Technical Geek Speak

Nov 15, 2004 17:48

Squirrel Training.

Either you deal with squirrels on a daily basis or you relate to one of the squirrels listed below. So when you see that acorn sticker on your piece of equipment you’ll know why it’s there. All acorn stickers are circular.

In my wonderings as a technician I’ve found that there are three types of squirrels in the field.

1. The Good Squirrels. (Acorn on Green)
a. You place the squirrel and the nut in the same room.
b. The squirrel looks at you awaiting instructions.
c. “Look at the nut.” Squirrel looks at nut.
d. “Go to the nut.” Squirrel approaches the nut and stands by it.
e. “Pick up the nut.” Squirrel holds the nut in its paws.
f. “Eat the nut.” Squirrel stuffs the nut in his mouth cheeks.
g. Both the squirrel and I am happy with the end results.

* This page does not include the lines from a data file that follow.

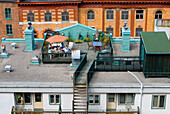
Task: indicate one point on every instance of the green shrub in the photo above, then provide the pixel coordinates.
(87, 39)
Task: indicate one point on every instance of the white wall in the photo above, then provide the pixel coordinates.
(65, 101)
(101, 106)
(6, 102)
(146, 105)
(134, 106)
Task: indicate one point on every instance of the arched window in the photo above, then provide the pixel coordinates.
(90, 14)
(35, 34)
(65, 16)
(48, 16)
(158, 15)
(49, 32)
(30, 17)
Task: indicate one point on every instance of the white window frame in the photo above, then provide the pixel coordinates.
(23, 95)
(158, 102)
(126, 94)
(140, 15)
(54, 99)
(106, 15)
(121, 15)
(94, 99)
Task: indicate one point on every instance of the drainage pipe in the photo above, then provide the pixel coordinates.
(141, 91)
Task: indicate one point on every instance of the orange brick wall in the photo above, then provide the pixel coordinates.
(14, 22)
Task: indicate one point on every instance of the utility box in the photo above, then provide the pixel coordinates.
(125, 39)
(29, 39)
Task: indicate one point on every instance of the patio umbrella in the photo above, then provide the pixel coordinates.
(56, 38)
(97, 33)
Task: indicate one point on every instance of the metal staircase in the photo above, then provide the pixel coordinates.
(80, 97)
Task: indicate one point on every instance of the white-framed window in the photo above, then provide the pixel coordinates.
(30, 17)
(54, 99)
(109, 30)
(125, 15)
(138, 30)
(94, 99)
(25, 96)
(139, 14)
(90, 15)
(158, 101)
(48, 16)
(65, 16)
(126, 98)
(109, 14)
(158, 15)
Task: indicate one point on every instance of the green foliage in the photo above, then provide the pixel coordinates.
(78, 41)
(87, 39)
(69, 39)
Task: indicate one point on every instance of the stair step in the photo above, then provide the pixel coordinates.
(80, 105)
(80, 98)
(80, 95)
(80, 92)
(80, 101)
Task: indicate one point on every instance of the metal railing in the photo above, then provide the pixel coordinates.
(163, 23)
(79, 68)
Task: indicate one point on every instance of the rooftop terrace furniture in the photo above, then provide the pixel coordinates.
(89, 45)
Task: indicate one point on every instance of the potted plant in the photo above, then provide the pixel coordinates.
(78, 40)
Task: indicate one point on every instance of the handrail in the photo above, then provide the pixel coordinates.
(79, 68)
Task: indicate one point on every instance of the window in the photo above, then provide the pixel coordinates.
(35, 34)
(25, 96)
(158, 15)
(109, 14)
(110, 30)
(158, 101)
(48, 16)
(65, 16)
(9, 30)
(93, 99)
(30, 17)
(138, 30)
(139, 14)
(37, 97)
(90, 15)
(54, 99)
(8, 13)
(126, 98)
(125, 15)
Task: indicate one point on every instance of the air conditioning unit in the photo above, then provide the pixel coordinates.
(8, 68)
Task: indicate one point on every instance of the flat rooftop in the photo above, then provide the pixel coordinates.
(23, 72)
(159, 41)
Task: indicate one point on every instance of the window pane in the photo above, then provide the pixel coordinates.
(122, 98)
(91, 99)
(57, 99)
(51, 98)
(18, 98)
(96, 99)
(129, 98)
(37, 97)
(111, 97)
(161, 102)
(27, 97)
(155, 101)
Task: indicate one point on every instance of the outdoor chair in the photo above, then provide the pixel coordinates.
(103, 44)
(70, 46)
(89, 45)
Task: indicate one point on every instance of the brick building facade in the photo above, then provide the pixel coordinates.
(9, 18)
(104, 15)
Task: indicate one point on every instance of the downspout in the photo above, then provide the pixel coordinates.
(141, 91)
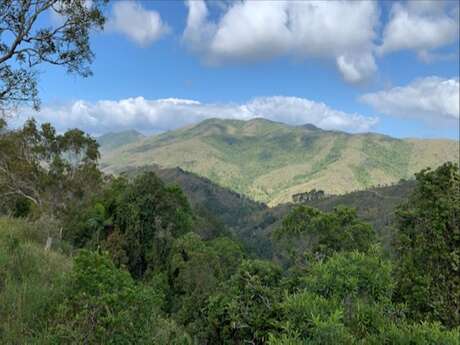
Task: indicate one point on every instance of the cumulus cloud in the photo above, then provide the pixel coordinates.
(420, 25)
(171, 113)
(432, 98)
(343, 31)
(138, 24)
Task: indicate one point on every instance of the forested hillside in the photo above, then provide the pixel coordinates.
(270, 161)
(134, 259)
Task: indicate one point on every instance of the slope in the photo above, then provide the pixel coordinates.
(270, 161)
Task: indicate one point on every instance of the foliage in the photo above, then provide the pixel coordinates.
(50, 171)
(245, 311)
(31, 280)
(428, 245)
(307, 233)
(26, 43)
(103, 305)
(269, 161)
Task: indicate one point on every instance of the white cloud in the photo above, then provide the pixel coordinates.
(420, 25)
(140, 25)
(432, 98)
(343, 31)
(165, 114)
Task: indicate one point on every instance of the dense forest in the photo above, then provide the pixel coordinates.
(164, 256)
(88, 258)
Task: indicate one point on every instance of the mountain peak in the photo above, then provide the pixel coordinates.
(310, 127)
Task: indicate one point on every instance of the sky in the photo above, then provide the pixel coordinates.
(387, 67)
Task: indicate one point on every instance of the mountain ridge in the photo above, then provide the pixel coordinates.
(270, 161)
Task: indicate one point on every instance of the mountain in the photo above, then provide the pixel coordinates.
(112, 141)
(270, 161)
(221, 209)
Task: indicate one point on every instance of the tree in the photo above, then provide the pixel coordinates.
(246, 309)
(104, 305)
(428, 246)
(307, 233)
(51, 171)
(26, 43)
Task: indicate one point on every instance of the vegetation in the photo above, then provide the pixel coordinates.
(270, 162)
(25, 43)
(129, 263)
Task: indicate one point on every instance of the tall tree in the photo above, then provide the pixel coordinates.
(429, 246)
(49, 170)
(25, 42)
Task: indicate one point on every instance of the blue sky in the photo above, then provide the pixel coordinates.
(392, 67)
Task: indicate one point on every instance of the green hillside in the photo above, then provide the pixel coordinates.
(270, 161)
(111, 141)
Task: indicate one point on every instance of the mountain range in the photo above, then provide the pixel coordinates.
(270, 161)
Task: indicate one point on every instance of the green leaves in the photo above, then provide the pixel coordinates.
(428, 246)
(307, 233)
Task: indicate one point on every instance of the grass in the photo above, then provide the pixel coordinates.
(30, 279)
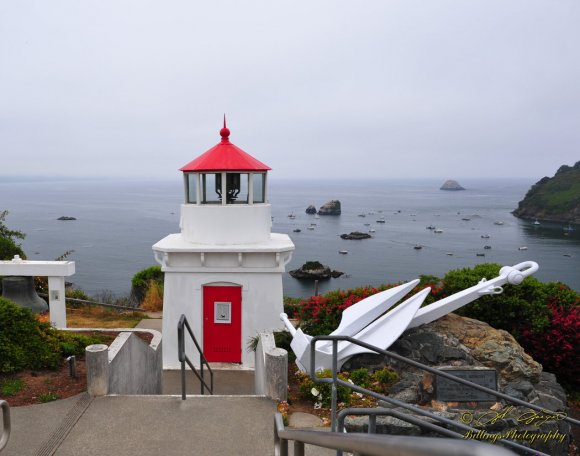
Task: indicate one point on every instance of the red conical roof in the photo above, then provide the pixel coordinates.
(225, 156)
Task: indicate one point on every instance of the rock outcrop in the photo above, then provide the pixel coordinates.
(331, 207)
(355, 235)
(456, 342)
(555, 199)
(314, 270)
(451, 185)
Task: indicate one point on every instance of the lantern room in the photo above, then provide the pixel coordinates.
(223, 271)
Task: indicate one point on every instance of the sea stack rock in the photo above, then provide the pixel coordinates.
(330, 208)
(451, 185)
(356, 236)
(314, 270)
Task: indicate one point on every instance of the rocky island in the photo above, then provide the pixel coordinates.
(554, 199)
(451, 185)
(355, 235)
(330, 208)
(314, 270)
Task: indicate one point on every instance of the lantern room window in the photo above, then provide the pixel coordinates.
(259, 187)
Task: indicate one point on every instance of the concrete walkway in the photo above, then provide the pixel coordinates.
(232, 422)
(146, 426)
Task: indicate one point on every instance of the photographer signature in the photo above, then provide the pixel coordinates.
(529, 418)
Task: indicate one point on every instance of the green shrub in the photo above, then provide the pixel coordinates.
(360, 377)
(141, 280)
(382, 379)
(9, 387)
(26, 343)
(48, 397)
(526, 303)
(321, 393)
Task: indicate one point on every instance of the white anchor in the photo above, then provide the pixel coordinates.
(367, 321)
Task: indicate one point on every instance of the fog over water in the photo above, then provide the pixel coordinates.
(119, 221)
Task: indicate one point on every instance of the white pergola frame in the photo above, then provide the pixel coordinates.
(56, 271)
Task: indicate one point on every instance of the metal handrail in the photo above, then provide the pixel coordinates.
(183, 358)
(378, 445)
(6, 426)
(336, 381)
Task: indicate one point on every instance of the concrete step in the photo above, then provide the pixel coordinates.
(226, 382)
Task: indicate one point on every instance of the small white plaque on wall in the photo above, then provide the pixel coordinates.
(222, 312)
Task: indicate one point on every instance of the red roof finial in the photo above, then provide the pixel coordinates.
(225, 132)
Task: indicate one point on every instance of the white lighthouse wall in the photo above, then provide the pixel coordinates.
(226, 224)
(262, 304)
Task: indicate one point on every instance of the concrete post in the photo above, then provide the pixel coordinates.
(56, 301)
(97, 364)
(276, 373)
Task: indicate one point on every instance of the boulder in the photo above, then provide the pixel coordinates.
(460, 342)
(356, 235)
(330, 208)
(451, 185)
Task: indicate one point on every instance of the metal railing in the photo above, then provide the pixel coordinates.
(378, 445)
(183, 358)
(5, 436)
(335, 381)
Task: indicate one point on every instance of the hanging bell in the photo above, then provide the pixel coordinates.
(20, 290)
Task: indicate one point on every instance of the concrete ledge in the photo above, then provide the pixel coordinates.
(127, 366)
(271, 376)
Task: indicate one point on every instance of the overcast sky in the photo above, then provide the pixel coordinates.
(425, 88)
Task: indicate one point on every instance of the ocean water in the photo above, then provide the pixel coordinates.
(118, 222)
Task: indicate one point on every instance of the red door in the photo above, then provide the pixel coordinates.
(222, 324)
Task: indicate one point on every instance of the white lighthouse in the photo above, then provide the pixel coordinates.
(224, 270)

2. The Insecure Squirrels. (Acorn on Yellow)
a. You place the squirrel and the nut in the same room.
b. Squirrel shakes with fear.
c. “Look at the nut.” Squirrel looks briefly.
d. “Go to the nut.” Squirrel quivers in place.
e. “Go to the nut!” Squirrel approaches the nut.
f. “Pick up the nut.” Squirrel shakes its head vigorously.
g. “Pick up the nut!” Squirrel passes out.
h. Sadly you must go to the location and pick up the nut for the squirrel. At least the nut
isn’t damaged.

3. The Bad Squirrels. (Acorn on Red)
a. You place the squirrel and the nut in the same room.
b. The squirrel dashes over to the nut, grabs it, and stuffs it up the wrong cheeks.
c. The squirrel looks at you with a pained expression of, “What did I do wrong?”
d. You knew before you started you’d have to go to this job site. It’s too late for both the
squirrel and the nut.

For all you good squirrels out there, “Happy eating!” For you bad squirrels, “Well there must be something worse than constipation.” For the rest of you squirrels, “Find another line of work, please.”